Moreover, he said that AI can develop better parole screening questions and has the potential to make government substantially more efficient and citizen-friendly. However, that there is an open debate about the impact of AI.

Is AI a threat?

On one hand, he said the AI sceptics question how much of the hype on AI is “reality”, “feasible” or a “threat”.  It’s healthy to approach with a certain sense of humility; he said and added that the 20th century saw scores of situations where technology was exploited in some of the darkest moments in modern history.

On the other hand, he said that there are those that believe the disruptive potential of AI will have nothing less than the social impact of the Industrial Revolution, Henry Ford’s assembly line, the invention of flight and the internet.

“Many believe that there may not be a single technology on track to shape our world more in the next 50 years, than AI,” he said.

Since March 2017, 18 governments globally have released multi-million dollar (or in some cases, multi-billion-dollar) AI plans — with the budgets, authorities and headcount to back them up. 

Ten other governments have announced their intention to release a strategy before 2019’s close, with more likely to follow suit and this is the first time that governments around the world have almost simultaneously released national plans to develop the same technology, including the UAE.

Ethical concerns over business interests

Despite AI being the new buzzword in the industry, there have been debates about whether companies should prioritise ethical concerns over business interests to have trust and transparency in AI.

In many fields from nuclear tech to bioengineering, he said that humanity often builds tools that “we discover can harm us, and only afterwards, set out to develop the safety measures to protect the public.  This time has to be different.  Technology governance will become one of the defining themes of the next five years,” Blatteis said.

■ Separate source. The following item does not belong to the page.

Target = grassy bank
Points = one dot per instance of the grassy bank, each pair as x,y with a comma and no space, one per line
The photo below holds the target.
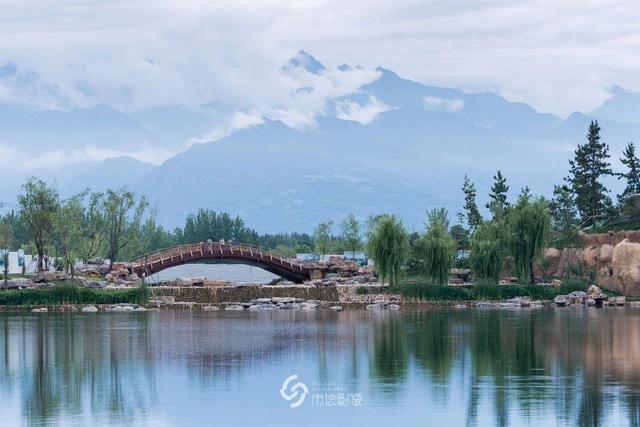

“Whatever new laws there are in the future here, have to respect the hazards of powerful technology, foster technology development, and unleash its (AI’s) economic and public policy rewards,” he said.

The other big debate is the loss of jobs due to automation and robots.Regarding this, he said that almost half of the UAE’s workplace activities are susceptible to automation but throughout history, a technology commonly creates more, and better-paying, jobs than it destroys.